There’s a lot of things that I’ve still got no idea about in this vast technical world – and one of those things is how things work under the hood. When faced with the question “What actually happens when you type www.google.com in your browser?” I found myself staring blank faced at the person who posed the question, which prompted a conversation about networking and how data gets transmitted from one place to another. I’ve attempted to summarise some of the concepts discussed in that conversation in this post.
We started by looking at the OSI (Open Systems Interconnection) model, which breaks down networking (the way computers communicate with one another) into several layers
This helps to understand networking concepts by categorising them into different layers, but also allows for some standardisation on how we communicate across networks, so that different components are able to talk to one another. However, it is criticised because in practice, protocols don’t just fit into one of these layers; rather they often encompass two or three together.
Using the model for understanding
Layer 1 – The Physical Layer
Let’s consider the simpler case of being on a LAN (Local Area Network) and being connected to different computers on that local network through some sort of physical connection.
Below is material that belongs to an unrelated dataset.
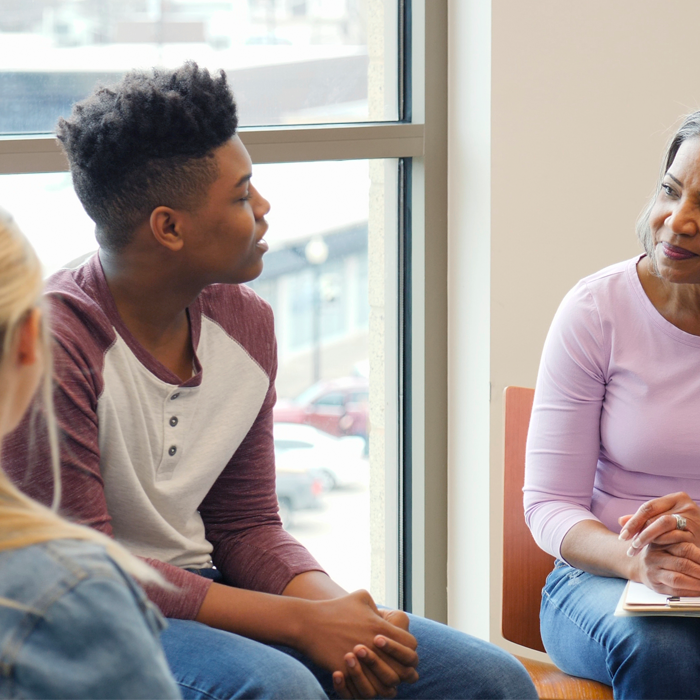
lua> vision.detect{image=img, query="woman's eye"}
[661,183,676,197]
Layer 2 – The Data Link Layer
Each computer is considered to be a node on that network, and each node has its own unique identifiers. In the case of computers, this is the MAC (Media Access Control) Address and IP (Internet Protocol) Address. The computer then sends out a data packet with the sender’s and receiver’s MAC address contained within it – often in the form of an ethernet frame:
All ethernet frames are structured the same, so that the receiving end knows how to interpret what it’s been given. The first interesting thing to note is that we use the term octets (8 bits) rather than bytes – because not all machines use 8 bits to represent a byte, and networking doesn’t discriminate on this basis!
- Preamble – Think of this like tuning a musical instrument. The preamble is always the same, and allows the receiving machine to recognise how to read the bits and bytes of the rest of the message.
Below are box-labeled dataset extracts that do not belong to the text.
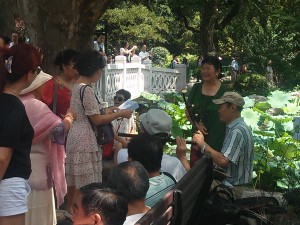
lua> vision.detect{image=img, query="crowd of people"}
[0,30,254,225]
[93,34,154,64]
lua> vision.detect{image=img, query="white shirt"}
[117,148,186,182]
[139,51,150,62]
[123,213,145,225]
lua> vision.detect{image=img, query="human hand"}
[193,131,205,148]
[196,123,208,135]
[65,107,77,120]
[118,109,132,119]
[104,106,119,114]
[176,136,187,159]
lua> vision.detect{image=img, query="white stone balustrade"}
[94,56,186,105]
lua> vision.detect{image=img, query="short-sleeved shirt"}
[146,173,175,207]
[188,83,226,152]
[42,78,72,118]
[0,93,34,179]
[221,117,254,185]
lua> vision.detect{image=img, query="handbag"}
[80,85,114,145]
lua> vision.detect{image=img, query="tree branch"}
[175,7,200,33]
[216,0,243,30]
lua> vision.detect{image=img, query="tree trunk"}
[199,0,218,56]
[0,0,111,73]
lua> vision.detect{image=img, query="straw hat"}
[20,70,52,95]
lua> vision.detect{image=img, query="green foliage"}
[242,91,300,190]
[101,1,169,54]
[233,73,273,96]
[136,91,300,191]
[219,0,300,90]
[152,47,170,67]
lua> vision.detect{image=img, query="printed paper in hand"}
[118,99,139,111]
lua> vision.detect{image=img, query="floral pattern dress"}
[66,84,102,189]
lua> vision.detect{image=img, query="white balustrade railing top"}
[94,56,186,105]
- MAC Address – As mentioned, the MAC address is the identifier of the destination/source machines involved in the data transfer
- Ethertype – Tells you the size and type of data you’re expecting (so the machine knows what and how to read the data its getting
- Data – The diagram shows an IP Datagram which is used in TCP (explained below), but this data can be in a different form
- CRC (Cyclic Redundancy Check) – This is a fast, but quite weak, check that the data has been received correctly.
Layer 3 – The Network Layer
One computer on the network will want to communicate with another. It first finds the IP Address of the computer it is trying to communicate with through DNS (Domain Name System – at a high level this is a mapping between domain names and IP addresses). It then looks for the MAC Address associated with the IP Address of the destination computer in its private ARP (Address Resolution Protocol) cache. If it cannot find the destination computer in its cache, it sends out a broadcast ARP request across the network, and the computer with the relevant IP Address will send a response to allow the sending device to store its MAC address in its cache (and subsequently use it in its data packet)
Layer 4 – The Transport Layer
Layers 2 and 3 are concerned with addressing, i.e. where we want the data to end up. Layer 4 is all about how to actually get the data there. There are two main different protocols that can be used for this layer – TCP and UDP.
The most common Transport Layer Protocol is TCP – Transmission Control Protocol. This is a stateful connection where both parties communicating acknowledge they’re part of the conversation, which will continue until one side removes itself. Whenever we send data we need to reference the conversation that we’re in at the time. When connected to a port there are several different conversations happening all at the same time.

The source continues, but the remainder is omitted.